When I first joined TEN3 nine years ago, we were a bustling team of six missionaries, one missionary-in-training, about a dozen heavily involved volunteers and many more lightly involved volunteers. We were preparing to continue growing our central team as we branched into Africa nad the Carribean, looking to have 350 affiliate schools and to be the largest publishing house for Africa. By the end of this year, we will be down to three part-time missionaries and our church networker, and a handful of volunteers who help with specific duties. Anthony asked us how we feel about that. Ken, who will retire this year and has been with TEN3 since near the beginning, reflected wistfully that he didn't know. Our team started strong, and stayed strong for a long time, but somehow in recent years, we've steadily lost people faster than we can add them.
My thought was, maybe this is, after all, exactly what was supposed to happen. TEN3 was always supposed to be an African organization, with a handful of missionaries supplying key areas of labor, resources, and perspective until the African members are ready to take full ownership. Well, Nigeria, Zambia, and Tanzania are forming and training their teams to do this ministry, and it's really now or never. If they persevere in their training and get others involved in learning and implementing the TEN3 model, then Anthony and I will continue consulting in a supporting role for them. I may yet end up asked to live in Africa for a while to work with teachers on our 5-area degree that we've planned for years, or on a primary school curriculum based on transformational principles. We will rejoice to see them take off with their knowledge and disciplines, and grow this ministry in ways we could not even have envisioned.
And if not?
Anthony admitted that he would have a hard time if he reaches the end of his life having seen no results of his decades of hard work. But he acknowledged that has been the lot of countless missionaries--fruit may well have come of their work, but often it's happened decades after their death.
Me? Well, I'm still only 31 and have plenty of other things I want to do with my life. So I'd have little cause to grieve for myself, though I certainly would regret to see all the potential that I still believe is in God's people in Africa wasted.

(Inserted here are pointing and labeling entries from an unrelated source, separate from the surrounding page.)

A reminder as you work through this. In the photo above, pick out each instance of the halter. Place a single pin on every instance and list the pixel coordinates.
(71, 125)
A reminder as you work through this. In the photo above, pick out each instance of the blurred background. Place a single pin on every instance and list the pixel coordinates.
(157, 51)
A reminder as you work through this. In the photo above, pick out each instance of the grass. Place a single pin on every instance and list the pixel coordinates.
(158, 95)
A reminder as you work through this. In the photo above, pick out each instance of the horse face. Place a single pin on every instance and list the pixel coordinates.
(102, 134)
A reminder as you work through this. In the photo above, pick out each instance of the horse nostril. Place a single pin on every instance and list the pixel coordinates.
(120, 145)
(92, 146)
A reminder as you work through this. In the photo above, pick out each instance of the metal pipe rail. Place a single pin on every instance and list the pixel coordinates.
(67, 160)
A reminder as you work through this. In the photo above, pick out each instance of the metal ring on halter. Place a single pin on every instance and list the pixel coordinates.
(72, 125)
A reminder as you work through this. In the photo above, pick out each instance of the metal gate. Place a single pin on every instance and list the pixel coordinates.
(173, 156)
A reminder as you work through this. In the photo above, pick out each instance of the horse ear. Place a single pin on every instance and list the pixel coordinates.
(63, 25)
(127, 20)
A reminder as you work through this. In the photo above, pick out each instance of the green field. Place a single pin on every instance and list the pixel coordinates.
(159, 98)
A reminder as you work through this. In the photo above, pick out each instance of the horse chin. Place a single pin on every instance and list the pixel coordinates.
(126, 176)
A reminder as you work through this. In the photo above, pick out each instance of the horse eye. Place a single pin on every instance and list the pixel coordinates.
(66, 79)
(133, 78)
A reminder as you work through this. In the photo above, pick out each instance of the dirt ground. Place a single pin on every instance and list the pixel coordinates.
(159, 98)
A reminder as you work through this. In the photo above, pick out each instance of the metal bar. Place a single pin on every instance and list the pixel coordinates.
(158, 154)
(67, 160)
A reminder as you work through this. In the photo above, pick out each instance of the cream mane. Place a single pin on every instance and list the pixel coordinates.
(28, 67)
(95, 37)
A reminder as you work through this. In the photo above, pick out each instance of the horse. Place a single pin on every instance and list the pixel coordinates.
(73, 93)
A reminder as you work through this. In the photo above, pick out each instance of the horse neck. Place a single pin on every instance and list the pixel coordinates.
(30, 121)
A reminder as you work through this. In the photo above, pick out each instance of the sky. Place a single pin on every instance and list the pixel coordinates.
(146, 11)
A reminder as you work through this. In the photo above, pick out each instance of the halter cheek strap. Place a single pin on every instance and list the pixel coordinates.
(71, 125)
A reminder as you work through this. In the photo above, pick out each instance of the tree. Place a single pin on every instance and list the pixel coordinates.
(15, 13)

But Christie ... oh, Christie. She wasn't in that part of this meeting, which I'm thankful for. It's for her sake that I can't bear the idea of failure. In the last twenty years she has invested thousands of hours in passionate prayer, in meetings, in logistics and speaking and record-keeping, hours away from her family, several times ill, rarely rested. She's pressed on running a computer school on an electric grid that is sometimes off for ten days at a time, through skyrocketing fuel prices, through regulatory hoops that multiply like hydra heads. She persevered when terrorist attacks were making everyone afraid to leave their homes in her city, and traveled through even more dangerous parts of the country. She's put untold amounts of her own family's low income toward her ministry expenses. She's kept on through betrayal of people she's discipled, who not only left the ministry but falsely accused her and stole from her, and through times when we her partners have been insensitive to her struggles.

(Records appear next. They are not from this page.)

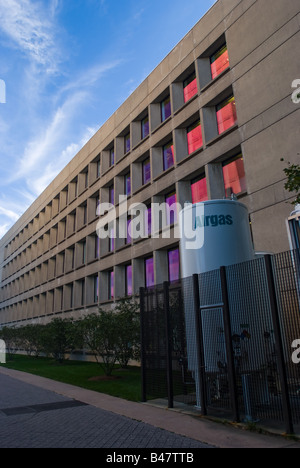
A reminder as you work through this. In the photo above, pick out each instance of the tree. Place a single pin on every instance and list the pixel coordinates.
(58, 338)
(100, 335)
(128, 326)
(293, 180)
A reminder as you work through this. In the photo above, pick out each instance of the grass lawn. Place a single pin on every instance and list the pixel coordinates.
(126, 383)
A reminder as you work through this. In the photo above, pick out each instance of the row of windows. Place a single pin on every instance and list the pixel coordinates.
(92, 248)
(94, 289)
(140, 130)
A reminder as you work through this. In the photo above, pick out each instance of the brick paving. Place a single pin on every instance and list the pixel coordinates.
(32, 417)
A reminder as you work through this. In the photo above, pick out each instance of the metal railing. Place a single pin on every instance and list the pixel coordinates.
(222, 341)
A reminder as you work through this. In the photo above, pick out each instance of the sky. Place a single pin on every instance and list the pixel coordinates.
(66, 66)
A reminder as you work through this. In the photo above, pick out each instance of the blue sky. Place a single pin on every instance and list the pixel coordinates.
(68, 65)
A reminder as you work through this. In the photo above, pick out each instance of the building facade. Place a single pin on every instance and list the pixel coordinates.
(213, 119)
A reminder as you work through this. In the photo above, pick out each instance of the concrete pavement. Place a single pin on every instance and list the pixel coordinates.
(104, 421)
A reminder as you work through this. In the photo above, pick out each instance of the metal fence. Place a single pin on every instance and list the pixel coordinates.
(222, 341)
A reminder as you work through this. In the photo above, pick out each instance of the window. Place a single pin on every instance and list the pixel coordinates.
(219, 62)
(127, 143)
(148, 221)
(127, 180)
(146, 172)
(111, 285)
(145, 127)
(149, 272)
(174, 265)
(83, 245)
(194, 137)
(171, 200)
(168, 156)
(199, 190)
(165, 109)
(111, 195)
(190, 87)
(128, 280)
(111, 240)
(112, 157)
(128, 238)
(226, 114)
(234, 176)
(97, 247)
(96, 289)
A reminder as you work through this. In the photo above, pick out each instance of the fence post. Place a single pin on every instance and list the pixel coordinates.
(168, 345)
(143, 344)
(200, 345)
(229, 348)
(286, 404)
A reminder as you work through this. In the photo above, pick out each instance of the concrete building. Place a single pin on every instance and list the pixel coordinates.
(214, 118)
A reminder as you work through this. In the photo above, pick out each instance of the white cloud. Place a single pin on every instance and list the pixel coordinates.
(28, 24)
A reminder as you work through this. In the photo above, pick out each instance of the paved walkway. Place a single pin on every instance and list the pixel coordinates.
(37, 412)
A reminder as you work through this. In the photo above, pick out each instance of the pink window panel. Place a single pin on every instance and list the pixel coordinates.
(129, 288)
(190, 90)
(112, 285)
(171, 200)
(219, 65)
(174, 265)
(226, 117)
(149, 265)
(168, 154)
(195, 140)
(234, 177)
(199, 191)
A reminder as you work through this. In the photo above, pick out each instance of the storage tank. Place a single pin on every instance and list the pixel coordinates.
(213, 234)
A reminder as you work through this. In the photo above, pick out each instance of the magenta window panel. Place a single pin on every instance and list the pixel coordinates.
(129, 289)
(199, 191)
(190, 88)
(112, 195)
(166, 109)
(172, 200)
(174, 265)
(146, 172)
(127, 143)
(145, 127)
(128, 185)
(220, 62)
(234, 177)
(168, 155)
(111, 285)
(194, 137)
(226, 115)
(129, 238)
(149, 267)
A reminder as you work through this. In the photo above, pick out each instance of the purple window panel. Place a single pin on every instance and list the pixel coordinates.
(111, 285)
(129, 288)
(129, 238)
(168, 154)
(148, 221)
(172, 200)
(146, 172)
(149, 266)
(111, 196)
(166, 109)
(145, 127)
(174, 265)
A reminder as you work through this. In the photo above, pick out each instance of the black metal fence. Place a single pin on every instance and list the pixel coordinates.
(222, 341)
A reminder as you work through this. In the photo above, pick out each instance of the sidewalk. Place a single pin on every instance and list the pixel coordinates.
(202, 430)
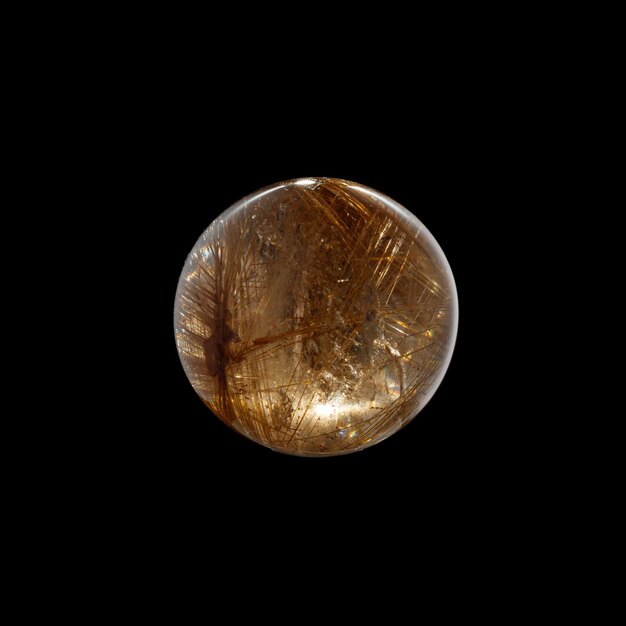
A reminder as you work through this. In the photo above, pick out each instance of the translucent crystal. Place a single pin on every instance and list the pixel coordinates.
(316, 316)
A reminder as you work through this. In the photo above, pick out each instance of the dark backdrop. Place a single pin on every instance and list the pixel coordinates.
(450, 170)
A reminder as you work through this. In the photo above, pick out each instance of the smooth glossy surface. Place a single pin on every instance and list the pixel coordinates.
(316, 316)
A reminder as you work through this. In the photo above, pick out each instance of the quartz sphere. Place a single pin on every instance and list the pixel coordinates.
(316, 316)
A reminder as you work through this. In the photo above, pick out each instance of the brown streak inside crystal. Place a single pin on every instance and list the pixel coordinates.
(316, 320)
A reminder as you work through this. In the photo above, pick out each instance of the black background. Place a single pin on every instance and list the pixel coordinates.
(184, 151)
(452, 452)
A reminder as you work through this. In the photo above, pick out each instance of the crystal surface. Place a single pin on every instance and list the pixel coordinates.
(316, 316)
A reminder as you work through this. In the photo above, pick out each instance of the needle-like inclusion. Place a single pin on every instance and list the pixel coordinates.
(316, 316)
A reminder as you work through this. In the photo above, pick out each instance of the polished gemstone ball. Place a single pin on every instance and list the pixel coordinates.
(316, 316)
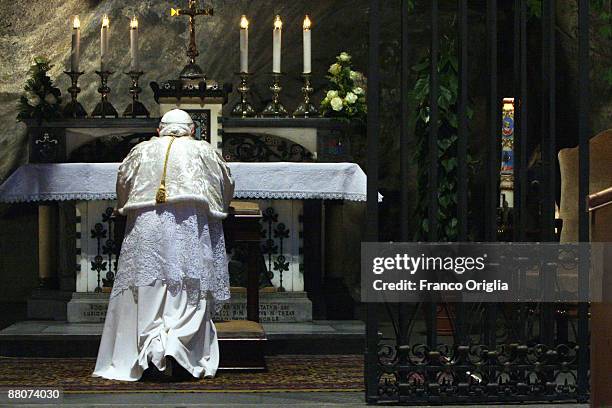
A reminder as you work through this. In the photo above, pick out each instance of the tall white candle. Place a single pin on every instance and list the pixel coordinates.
(75, 54)
(307, 45)
(244, 44)
(104, 43)
(135, 63)
(276, 44)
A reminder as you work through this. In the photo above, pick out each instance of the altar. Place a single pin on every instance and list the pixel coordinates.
(85, 194)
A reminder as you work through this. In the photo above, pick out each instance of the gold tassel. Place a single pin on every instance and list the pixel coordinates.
(162, 194)
(160, 197)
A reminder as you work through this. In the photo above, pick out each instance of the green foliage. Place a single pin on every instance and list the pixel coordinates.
(346, 96)
(41, 99)
(448, 124)
(602, 9)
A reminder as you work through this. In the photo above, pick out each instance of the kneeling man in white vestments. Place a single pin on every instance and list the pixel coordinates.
(172, 272)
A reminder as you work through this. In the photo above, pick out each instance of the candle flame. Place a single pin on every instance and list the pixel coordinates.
(278, 23)
(244, 23)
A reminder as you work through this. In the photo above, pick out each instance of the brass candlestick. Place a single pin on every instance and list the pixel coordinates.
(74, 109)
(136, 108)
(243, 108)
(104, 108)
(275, 108)
(306, 109)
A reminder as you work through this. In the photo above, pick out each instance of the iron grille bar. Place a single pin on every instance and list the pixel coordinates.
(462, 182)
(548, 122)
(516, 70)
(462, 174)
(548, 156)
(430, 309)
(492, 181)
(371, 351)
(521, 172)
(493, 114)
(584, 131)
(404, 129)
(404, 157)
(433, 124)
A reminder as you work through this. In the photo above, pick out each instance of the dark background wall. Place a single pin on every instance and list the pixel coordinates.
(42, 28)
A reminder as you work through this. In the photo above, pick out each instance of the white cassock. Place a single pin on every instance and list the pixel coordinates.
(171, 274)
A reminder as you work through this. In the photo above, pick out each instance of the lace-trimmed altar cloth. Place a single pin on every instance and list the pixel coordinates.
(280, 180)
(177, 244)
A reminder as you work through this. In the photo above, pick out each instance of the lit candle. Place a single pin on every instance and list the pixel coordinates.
(135, 64)
(276, 44)
(75, 54)
(244, 44)
(307, 46)
(104, 42)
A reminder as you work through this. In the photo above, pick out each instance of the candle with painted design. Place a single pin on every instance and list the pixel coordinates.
(135, 63)
(276, 44)
(244, 44)
(75, 54)
(307, 45)
(104, 43)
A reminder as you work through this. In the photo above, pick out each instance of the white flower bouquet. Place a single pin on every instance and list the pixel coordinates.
(346, 97)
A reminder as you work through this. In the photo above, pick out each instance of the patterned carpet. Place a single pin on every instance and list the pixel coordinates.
(285, 374)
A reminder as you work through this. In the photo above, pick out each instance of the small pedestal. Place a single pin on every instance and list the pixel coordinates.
(275, 108)
(104, 108)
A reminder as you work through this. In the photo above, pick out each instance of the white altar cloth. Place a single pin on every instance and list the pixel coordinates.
(279, 180)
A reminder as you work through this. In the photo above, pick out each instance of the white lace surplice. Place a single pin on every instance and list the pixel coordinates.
(178, 244)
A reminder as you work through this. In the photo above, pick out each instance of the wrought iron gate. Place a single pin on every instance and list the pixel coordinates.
(480, 353)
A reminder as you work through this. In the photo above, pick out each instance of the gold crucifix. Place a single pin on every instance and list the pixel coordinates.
(192, 70)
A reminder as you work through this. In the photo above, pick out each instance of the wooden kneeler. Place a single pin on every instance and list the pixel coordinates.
(242, 342)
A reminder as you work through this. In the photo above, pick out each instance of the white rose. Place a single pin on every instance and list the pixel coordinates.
(334, 69)
(337, 104)
(32, 98)
(50, 99)
(351, 97)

She does all this because she believes that this is what God has for Africa, that through Christ-centered education, her people can overcome the rampant systemic problems in their country, build systems with integrity that make a better world for her children, and send the Gospel forth powerfully to those still in darkness.
Lord, I think I can bear seeing no fruit from nine years' service. But please let Christie see it and know she has not labored and sacrificed in vain. Do it not for me, but for her. Do it not for her, but for the people You are calling to Yourself in Africa. Do it not for Your people, but for the sake of Your name.